Yes I do have a choice whether to trust my husband or not.
Let’s see the impact of each choice now.
If I choose not to trust him, I would :
- Be suspicious anytime he went out our door. Whether he’s out for work, or getting the laundry, or buying food. Anywhere. Whenever I cannot see his nose right in front of me, I would feel that he would do something fishy behind my back.
- Play detective on him. I would check on his phone, his wallet, his pants, his pockets, his bags or anything that I could check up on to get that ‘evidence’ out, to which I would do secretly since I don’t want him to get clever if he knows.
- Investigate him endlessly. Here by means I have to play “good cop bad cop” on him all at once and creating an endless tricky questions, hoping he’ll be trapped to confess, if any.
- Make the ‘face’. Every time he walks in I would surely let him know that I am hurt, even without words. I would make him notice that “I know you’re gonna hurt me, hit it already!” by the look of my sour face.
- Gather all the broken pieces he made, or if by chance he would break, and be left feeling miserable most of the time.
- Be awkward anytime he’s near. Kinda hard to keep up in between the love and hate relationship all the time, isn’t it?
- Sink in a hell house. Our house would definitely a horror for us to live in.
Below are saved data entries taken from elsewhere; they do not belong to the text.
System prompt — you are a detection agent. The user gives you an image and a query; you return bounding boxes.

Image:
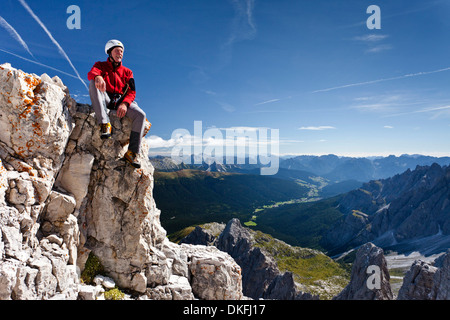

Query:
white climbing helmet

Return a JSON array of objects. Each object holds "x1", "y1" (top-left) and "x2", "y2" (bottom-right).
[{"x1": 105, "y1": 40, "x2": 125, "y2": 54}]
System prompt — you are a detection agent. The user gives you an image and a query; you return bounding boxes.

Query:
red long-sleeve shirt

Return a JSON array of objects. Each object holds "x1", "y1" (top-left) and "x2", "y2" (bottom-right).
[{"x1": 88, "y1": 59, "x2": 136, "y2": 106}]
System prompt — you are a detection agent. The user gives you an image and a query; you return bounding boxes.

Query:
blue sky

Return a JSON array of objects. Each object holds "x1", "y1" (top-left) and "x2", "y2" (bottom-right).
[{"x1": 0, "y1": 0, "x2": 450, "y2": 156}]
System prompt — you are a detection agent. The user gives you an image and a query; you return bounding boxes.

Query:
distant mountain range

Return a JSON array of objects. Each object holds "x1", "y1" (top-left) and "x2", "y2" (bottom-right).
[
  {"x1": 280, "y1": 154, "x2": 450, "y2": 182},
  {"x1": 150, "y1": 154, "x2": 450, "y2": 184},
  {"x1": 255, "y1": 164, "x2": 450, "y2": 256},
  {"x1": 150, "y1": 155, "x2": 450, "y2": 255}
]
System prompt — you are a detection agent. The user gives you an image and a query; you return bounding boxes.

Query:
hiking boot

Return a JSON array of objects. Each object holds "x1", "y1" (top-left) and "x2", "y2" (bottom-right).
[
  {"x1": 123, "y1": 150, "x2": 141, "y2": 169},
  {"x1": 100, "y1": 122, "x2": 112, "y2": 139}
]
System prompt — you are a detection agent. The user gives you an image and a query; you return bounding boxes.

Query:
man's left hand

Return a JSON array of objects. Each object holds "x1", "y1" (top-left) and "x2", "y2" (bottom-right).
[{"x1": 117, "y1": 103, "x2": 128, "y2": 118}]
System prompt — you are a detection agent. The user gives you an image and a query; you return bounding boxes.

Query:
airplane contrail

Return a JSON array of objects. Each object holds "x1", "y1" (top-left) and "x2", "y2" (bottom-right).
[
  {"x1": 0, "y1": 16, "x2": 34, "y2": 58},
  {"x1": 0, "y1": 49, "x2": 89, "y2": 81},
  {"x1": 311, "y1": 67, "x2": 450, "y2": 93},
  {"x1": 19, "y1": 0, "x2": 89, "y2": 90}
]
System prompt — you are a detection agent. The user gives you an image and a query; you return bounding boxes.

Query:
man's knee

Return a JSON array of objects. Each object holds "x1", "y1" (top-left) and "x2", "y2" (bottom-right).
[{"x1": 130, "y1": 101, "x2": 147, "y2": 120}]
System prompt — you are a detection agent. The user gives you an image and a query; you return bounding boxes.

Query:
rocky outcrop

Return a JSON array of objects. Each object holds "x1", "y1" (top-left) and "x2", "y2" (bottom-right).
[
  {"x1": 181, "y1": 218, "x2": 324, "y2": 300},
  {"x1": 397, "y1": 260, "x2": 437, "y2": 300},
  {"x1": 334, "y1": 242, "x2": 393, "y2": 300},
  {"x1": 0, "y1": 64, "x2": 242, "y2": 299},
  {"x1": 322, "y1": 164, "x2": 450, "y2": 255},
  {"x1": 431, "y1": 250, "x2": 450, "y2": 300},
  {"x1": 397, "y1": 250, "x2": 450, "y2": 300}
]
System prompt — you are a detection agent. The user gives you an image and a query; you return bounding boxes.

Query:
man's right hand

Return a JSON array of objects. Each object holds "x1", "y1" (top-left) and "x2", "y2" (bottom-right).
[{"x1": 95, "y1": 76, "x2": 106, "y2": 92}]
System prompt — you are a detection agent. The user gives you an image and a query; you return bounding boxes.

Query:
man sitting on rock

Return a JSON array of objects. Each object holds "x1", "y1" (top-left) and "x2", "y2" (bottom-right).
[{"x1": 88, "y1": 40, "x2": 146, "y2": 168}]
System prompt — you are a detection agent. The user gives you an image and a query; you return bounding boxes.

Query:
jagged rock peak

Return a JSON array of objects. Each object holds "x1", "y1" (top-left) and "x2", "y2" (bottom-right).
[
  {"x1": 0, "y1": 64, "x2": 242, "y2": 300},
  {"x1": 334, "y1": 242, "x2": 393, "y2": 300}
]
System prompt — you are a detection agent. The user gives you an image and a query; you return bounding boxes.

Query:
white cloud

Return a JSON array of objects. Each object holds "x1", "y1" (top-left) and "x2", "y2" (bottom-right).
[
  {"x1": 0, "y1": 16, "x2": 34, "y2": 58},
  {"x1": 298, "y1": 126, "x2": 336, "y2": 131},
  {"x1": 19, "y1": 0, "x2": 89, "y2": 90},
  {"x1": 311, "y1": 67, "x2": 450, "y2": 93},
  {"x1": 353, "y1": 34, "x2": 389, "y2": 42}
]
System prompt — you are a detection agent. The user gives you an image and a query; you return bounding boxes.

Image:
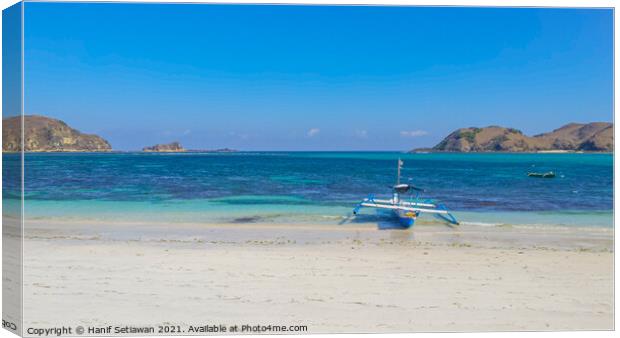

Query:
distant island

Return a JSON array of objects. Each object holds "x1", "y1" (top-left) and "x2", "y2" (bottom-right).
[
  {"x1": 411, "y1": 122, "x2": 614, "y2": 152},
  {"x1": 142, "y1": 141, "x2": 237, "y2": 153},
  {"x1": 2, "y1": 115, "x2": 112, "y2": 152},
  {"x1": 142, "y1": 141, "x2": 186, "y2": 153}
]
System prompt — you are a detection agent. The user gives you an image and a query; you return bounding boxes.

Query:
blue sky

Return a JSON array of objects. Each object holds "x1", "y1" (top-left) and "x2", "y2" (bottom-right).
[{"x1": 24, "y1": 3, "x2": 613, "y2": 150}]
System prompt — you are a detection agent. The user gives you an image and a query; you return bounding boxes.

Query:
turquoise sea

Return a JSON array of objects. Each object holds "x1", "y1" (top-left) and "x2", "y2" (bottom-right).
[{"x1": 3, "y1": 152, "x2": 613, "y2": 227}]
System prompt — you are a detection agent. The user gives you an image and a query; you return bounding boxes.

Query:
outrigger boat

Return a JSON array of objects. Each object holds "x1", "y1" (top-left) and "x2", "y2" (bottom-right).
[
  {"x1": 353, "y1": 159, "x2": 459, "y2": 228},
  {"x1": 527, "y1": 171, "x2": 555, "y2": 178}
]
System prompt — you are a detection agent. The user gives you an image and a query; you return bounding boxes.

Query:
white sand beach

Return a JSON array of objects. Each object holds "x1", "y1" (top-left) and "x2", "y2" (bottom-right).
[{"x1": 24, "y1": 220, "x2": 614, "y2": 333}]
Yea, how could a cop and a thief living in one roof without trying to get on each others’ neck?
Imagine how HARD that kind of life I have to go through each day if I don’t trust him? So much endless work to do, much isolation, life threatening episodes, no security, no guarantee, and not to mention the rapid growth of my skin wrinkles after so many sobs and pouts I have to make each day. NOT PRETTY.
Ok now, how ‘bout the second option?
If I choose to trust him, then I would :
- Believe him. Here by means I believe he would fully aware that this husband and wife bond is not just by the ring on our finger, but more likely by each others’ oath to stay true to each other. It’s the dignity to stay committed no matter what. No one so dignified would screw up that easy, right?
- Carefree. Ah, isn’t it beautiful that word is? Care-free. This is what all humans are looking for! To have the freedom not to care!
- Live easy. No creating endless questions, or spiraling in suspicions. No homework to do. Who loves homework anyways?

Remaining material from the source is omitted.